The tear-stained date on the calendar of Darryl and Derek Stingley
draws near.
Aug. 12.
It is a haunted date for the Stingley family. A date that contains
pain. A date that contains suffering. A date that, 20 years ago, saw New England Patriot
WR Darryl Stingley take his last step. Nowadays he gets around in a wheelchair. He is a
quadriplegic.
Unhappy anniversary.
Aug. 12, 1978, was the day that Stingley ran almost head-on into
Oakland Raider DB Jack Tatum on a crossing pattern.
Distressingly, Darryl Stingley severed his fourth and fifth vertebrae,
ending his career forever, changing his life forever.
Sadly, unfairly, crushingly, 7-year-old Derek Stingley was awakened
late that Aug. 12, 1978, night by his mother, Martine, with the awful news.
Martine: "Dad is paralyzed."
Derek: "What is that?"
Martine: "He cant move his body.
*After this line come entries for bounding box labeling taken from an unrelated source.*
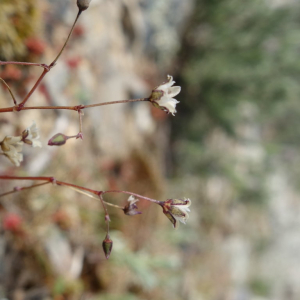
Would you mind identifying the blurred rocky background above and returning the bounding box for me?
[0,0,300,300]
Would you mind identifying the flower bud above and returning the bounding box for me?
[48,133,69,146]
[77,0,91,11]
[102,234,113,259]
[123,196,141,216]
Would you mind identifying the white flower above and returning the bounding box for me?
[149,75,181,116]
[22,121,42,148]
[160,198,192,228]
[0,136,24,167]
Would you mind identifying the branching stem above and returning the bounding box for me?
[0,98,149,113]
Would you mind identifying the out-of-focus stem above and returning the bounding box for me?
[15,10,82,111]
[63,186,124,210]
[102,190,162,204]
[0,77,17,105]
[50,10,82,67]
[0,175,99,195]
[0,182,50,198]
[0,98,149,113]
[0,61,50,70]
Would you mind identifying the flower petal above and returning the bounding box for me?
[167,86,181,98]
[164,211,178,228]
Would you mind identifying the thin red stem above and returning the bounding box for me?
[0,175,99,196]
[16,69,49,111]
[0,182,50,197]
[0,175,162,205]
[102,190,161,204]
[0,98,149,113]
[0,61,49,69]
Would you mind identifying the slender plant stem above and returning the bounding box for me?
[0,98,149,113]
[99,192,110,235]
[0,175,162,204]
[66,186,124,210]
[50,10,82,67]
[16,10,82,111]
[0,182,50,198]
[102,190,162,204]
[0,77,17,105]
[0,175,99,195]
[0,61,49,69]
[16,69,49,111]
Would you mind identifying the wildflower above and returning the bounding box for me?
[22,121,42,148]
[160,198,192,228]
[123,195,141,216]
[0,136,24,167]
[102,234,113,259]
[149,75,181,116]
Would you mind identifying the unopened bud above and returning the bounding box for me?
[77,0,91,11]
[123,196,141,216]
[48,133,69,146]
[102,234,113,259]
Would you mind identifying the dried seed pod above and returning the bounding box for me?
[48,133,69,146]
[102,234,113,259]
[77,0,91,11]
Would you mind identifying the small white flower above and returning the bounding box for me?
[22,121,42,148]
[160,198,192,228]
[149,75,181,116]
[0,136,24,167]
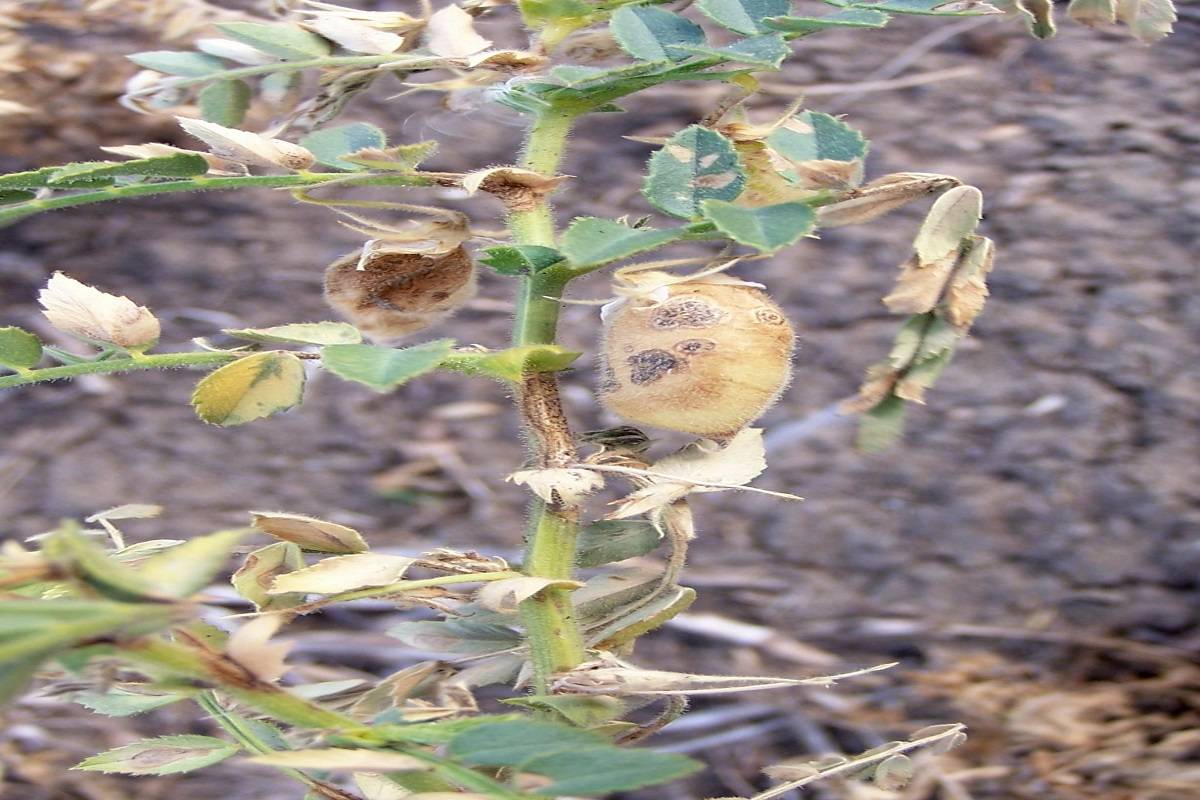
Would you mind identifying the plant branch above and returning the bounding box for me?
[0,350,241,389]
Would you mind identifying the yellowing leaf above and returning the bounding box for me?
[268,553,415,595]
[307,16,404,55]
[192,353,305,427]
[175,116,317,170]
[251,511,367,553]
[37,272,160,348]
[226,614,295,684]
[425,6,492,59]
[912,186,983,264]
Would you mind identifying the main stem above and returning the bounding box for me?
[509,112,583,694]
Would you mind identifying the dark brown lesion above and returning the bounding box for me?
[625,349,686,386]
[650,297,725,330]
[672,339,716,355]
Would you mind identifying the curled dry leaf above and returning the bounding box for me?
[101,142,246,175]
[268,553,415,595]
[175,116,317,170]
[226,614,295,684]
[817,173,960,228]
[946,236,996,327]
[246,747,432,772]
[425,6,492,59]
[251,511,367,554]
[505,469,604,506]
[475,577,583,614]
[37,272,161,348]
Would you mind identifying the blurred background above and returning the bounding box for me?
[0,0,1200,800]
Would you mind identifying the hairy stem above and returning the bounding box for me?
[509,112,583,693]
[0,351,241,389]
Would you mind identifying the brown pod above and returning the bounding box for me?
[600,277,796,439]
[325,242,475,342]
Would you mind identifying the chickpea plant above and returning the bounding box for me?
[0,0,1174,800]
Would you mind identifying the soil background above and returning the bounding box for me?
[0,2,1200,800]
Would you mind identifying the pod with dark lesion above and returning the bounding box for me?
[600,273,796,439]
[325,241,475,342]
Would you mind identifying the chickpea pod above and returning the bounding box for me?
[600,272,796,439]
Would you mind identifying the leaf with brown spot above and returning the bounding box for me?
[250,511,367,555]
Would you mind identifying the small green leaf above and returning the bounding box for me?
[857,395,908,452]
[763,8,892,35]
[320,339,454,392]
[767,112,866,162]
[388,619,521,656]
[642,125,746,219]
[479,245,563,276]
[521,745,703,798]
[696,0,792,36]
[442,344,582,383]
[0,164,113,190]
[216,22,330,60]
[300,122,388,170]
[197,80,252,128]
[125,50,227,78]
[500,694,625,728]
[608,6,704,61]
[138,530,246,597]
[575,519,662,567]
[46,152,209,188]
[678,34,791,70]
[449,720,611,766]
[0,188,37,205]
[221,323,362,344]
[701,200,816,253]
[562,217,684,266]
[230,542,305,610]
[71,735,240,775]
[449,720,701,796]
[192,344,307,427]
[0,325,42,369]
[71,688,184,717]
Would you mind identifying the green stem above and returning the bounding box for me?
[0,173,434,225]
[0,351,241,389]
[509,110,583,694]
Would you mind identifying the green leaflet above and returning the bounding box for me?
[216,22,330,61]
[763,8,892,36]
[300,122,388,170]
[125,50,227,78]
[642,125,746,219]
[608,6,704,61]
[320,339,454,392]
[696,0,792,36]
[449,720,700,798]
[701,200,816,253]
[676,34,792,70]
[197,80,252,128]
[46,152,209,183]
[479,245,563,276]
[0,325,42,369]
[562,217,684,266]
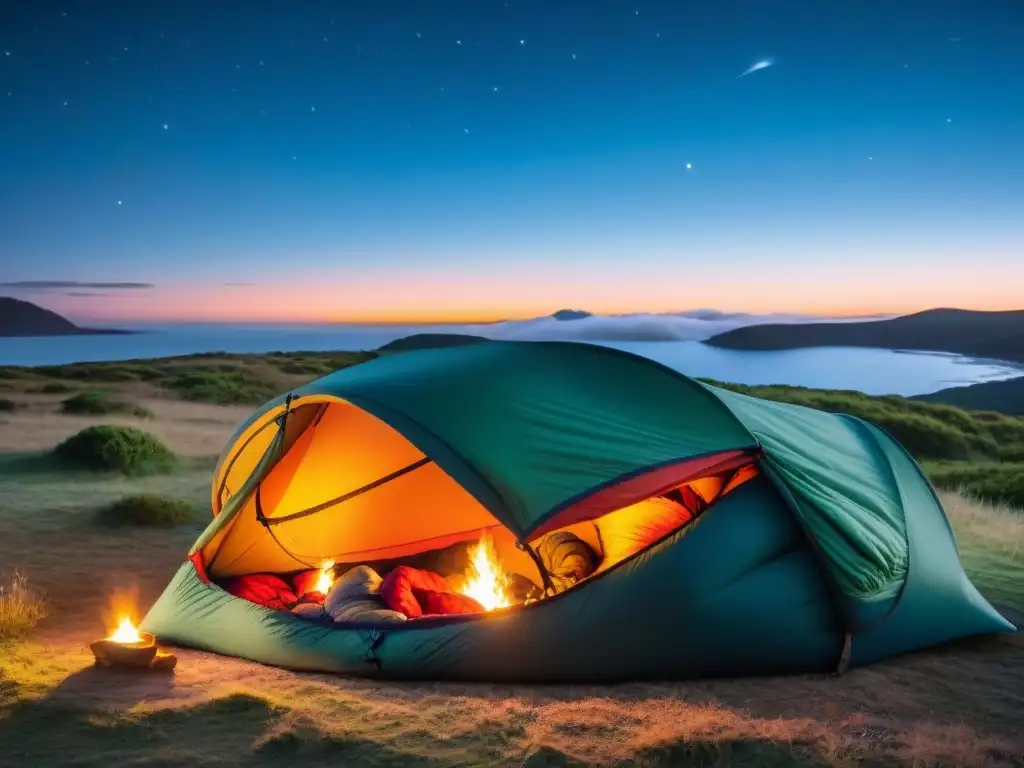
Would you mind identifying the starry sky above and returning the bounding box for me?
[0,0,1024,322]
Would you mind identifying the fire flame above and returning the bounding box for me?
[459,537,512,610]
[109,616,142,643]
[316,560,334,595]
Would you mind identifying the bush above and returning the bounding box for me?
[163,370,278,406]
[924,462,1024,509]
[60,391,153,419]
[96,494,198,527]
[53,424,177,475]
[29,381,78,394]
[0,571,46,640]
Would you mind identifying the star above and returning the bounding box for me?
[736,58,775,80]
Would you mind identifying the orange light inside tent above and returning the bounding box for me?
[459,537,512,610]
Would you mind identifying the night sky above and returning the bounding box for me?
[0,0,1024,321]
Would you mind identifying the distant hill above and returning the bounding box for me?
[377,334,486,352]
[0,296,131,337]
[910,376,1024,416]
[705,309,1024,362]
[551,309,593,319]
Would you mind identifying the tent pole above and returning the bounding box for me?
[515,539,555,597]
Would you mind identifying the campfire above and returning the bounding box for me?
[459,537,512,611]
[106,616,142,644]
[89,598,178,670]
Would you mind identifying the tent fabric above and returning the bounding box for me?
[709,387,909,626]
[143,342,1014,681]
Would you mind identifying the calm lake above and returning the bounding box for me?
[0,326,1024,395]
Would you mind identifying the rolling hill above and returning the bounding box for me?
[0,296,131,337]
[705,309,1024,362]
[910,376,1024,416]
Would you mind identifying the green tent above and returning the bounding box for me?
[142,341,1015,682]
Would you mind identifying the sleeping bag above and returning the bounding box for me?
[324,565,407,624]
[221,573,299,610]
[537,530,597,594]
[380,565,453,618]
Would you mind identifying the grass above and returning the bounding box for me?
[0,393,1024,768]
[705,380,1024,508]
[96,494,199,528]
[60,390,153,419]
[0,570,46,642]
[53,424,177,475]
[29,381,78,394]
[0,352,377,406]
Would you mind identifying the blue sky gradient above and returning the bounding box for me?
[0,0,1024,319]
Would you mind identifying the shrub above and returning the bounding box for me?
[30,381,78,394]
[163,370,278,404]
[0,570,46,640]
[53,424,177,475]
[96,494,198,527]
[924,462,1024,509]
[60,391,153,419]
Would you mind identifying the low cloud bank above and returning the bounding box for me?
[466,309,880,341]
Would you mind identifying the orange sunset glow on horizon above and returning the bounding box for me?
[24,266,1021,324]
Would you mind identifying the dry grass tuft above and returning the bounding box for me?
[0,570,46,640]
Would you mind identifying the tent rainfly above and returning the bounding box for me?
[142,341,1015,682]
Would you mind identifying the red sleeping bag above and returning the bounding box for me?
[222,573,299,610]
[381,565,483,618]
[413,587,483,616]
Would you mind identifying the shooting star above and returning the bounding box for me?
[736,58,775,80]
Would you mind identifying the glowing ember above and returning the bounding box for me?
[108,616,142,643]
[316,560,334,595]
[459,537,512,610]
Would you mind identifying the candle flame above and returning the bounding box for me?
[109,616,142,643]
[316,560,334,595]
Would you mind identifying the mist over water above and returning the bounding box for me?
[0,310,1024,395]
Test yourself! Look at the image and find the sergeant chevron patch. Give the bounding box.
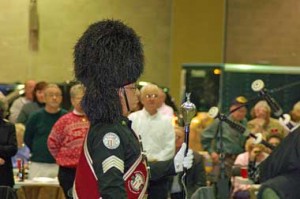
[103,132,120,149]
[102,155,124,173]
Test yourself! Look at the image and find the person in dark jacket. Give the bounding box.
[0,95,18,187]
[73,20,193,199]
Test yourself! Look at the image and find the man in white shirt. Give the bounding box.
[9,80,36,123]
[128,84,175,199]
[158,88,174,117]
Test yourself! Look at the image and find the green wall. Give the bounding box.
[0,0,171,85]
[170,0,225,104]
[0,0,224,107]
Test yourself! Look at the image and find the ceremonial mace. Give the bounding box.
[180,93,196,199]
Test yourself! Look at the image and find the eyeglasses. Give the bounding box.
[146,94,158,99]
[123,85,138,91]
[46,93,62,97]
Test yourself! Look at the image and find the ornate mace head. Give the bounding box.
[180,93,196,125]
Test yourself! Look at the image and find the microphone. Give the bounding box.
[208,106,275,150]
[251,79,294,130]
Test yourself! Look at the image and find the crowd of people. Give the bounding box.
[0,20,300,199]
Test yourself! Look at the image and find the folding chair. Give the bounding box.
[0,186,18,199]
[191,186,216,199]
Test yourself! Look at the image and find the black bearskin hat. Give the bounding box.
[74,20,144,124]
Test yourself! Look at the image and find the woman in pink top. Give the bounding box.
[231,138,268,199]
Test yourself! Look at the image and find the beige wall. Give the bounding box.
[170,0,224,103]
[0,0,171,85]
[0,0,224,107]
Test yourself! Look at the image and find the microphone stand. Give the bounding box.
[215,110,230,199]
[180,93,196,199]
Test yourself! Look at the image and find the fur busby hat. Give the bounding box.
[74,20,144,123]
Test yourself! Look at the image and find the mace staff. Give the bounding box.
[180,93,196,199]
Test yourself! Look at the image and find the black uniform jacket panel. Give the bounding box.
[87,118,141,198]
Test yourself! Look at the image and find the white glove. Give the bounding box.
[174,143,194,173]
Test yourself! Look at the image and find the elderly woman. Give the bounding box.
[0,95,18,187]
[247,100,286,139]
[232,138,268,199]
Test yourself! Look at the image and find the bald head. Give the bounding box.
[141,84,159,115]
[24,80,36,101]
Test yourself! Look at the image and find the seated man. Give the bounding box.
[257,127,300,199]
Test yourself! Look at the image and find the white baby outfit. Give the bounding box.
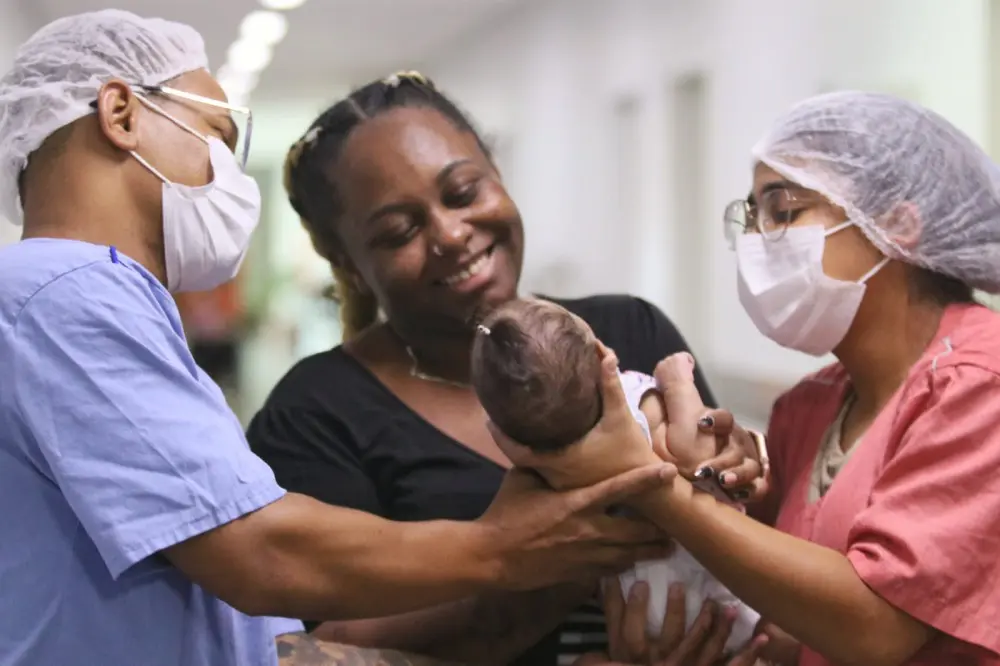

He cant move his arms
or legs or anything."
Amazingly, Derek did not turn his back on the sport that crippled his
father. These days Derek is playing for the Albany Firebirds in the Arena Football League.
Ironically, Derek is known in Arena Football League circles this season
for his play as a very productive defensive back, the villainous Tatums position,
rather than wide receiver, his fathers position.
How is it that Derek can unload on receivers, knowing what happened to
his father?
"Im not there to try to really kill anybody," says
Derek. "Dont get me wrong, I dont pull up, because thats the nature
of the game. (What happened to his father) is in the back of my mind. I will hit somebody,
but I will always say, Hey, are you all right? Ill either be standing
over them, asking them, or helping them up. Thats just me. Thats my
nature."
OK, fine. He can deliver a big hit, but doesnt he worry about the
big hit he might someday receive? Doesnt he fear a collision like the one that put
his father in a wheelchair?
He does not. Long ago, Derek was told by Darryl that the injury had
been a freak accident. Youll find this advice under the
lightning-never-strikes-twice rule in your encyclopedia.
"I dont think about it, because my dad told me never to
think that Im going to get hurt," says Derek.
Darryl says, "I had to give him that answer, which was the honest
answer, (and) the answer that would free him up to be the best athlete he could be on the
field without being concerned about injury."
If I were in Darryl Stingleys shoes, I am quite sure that I would
not have been honest and selfless enough to give that advice. I am quite sure I
wouldnt have wanted my son to get within a country mile of a sport that put me in a
wheelchair.
If I were in Derek Stingleys shoes, I am quite certain that I
would not have been brave enough to play a sport that made a quadriplegic of my father.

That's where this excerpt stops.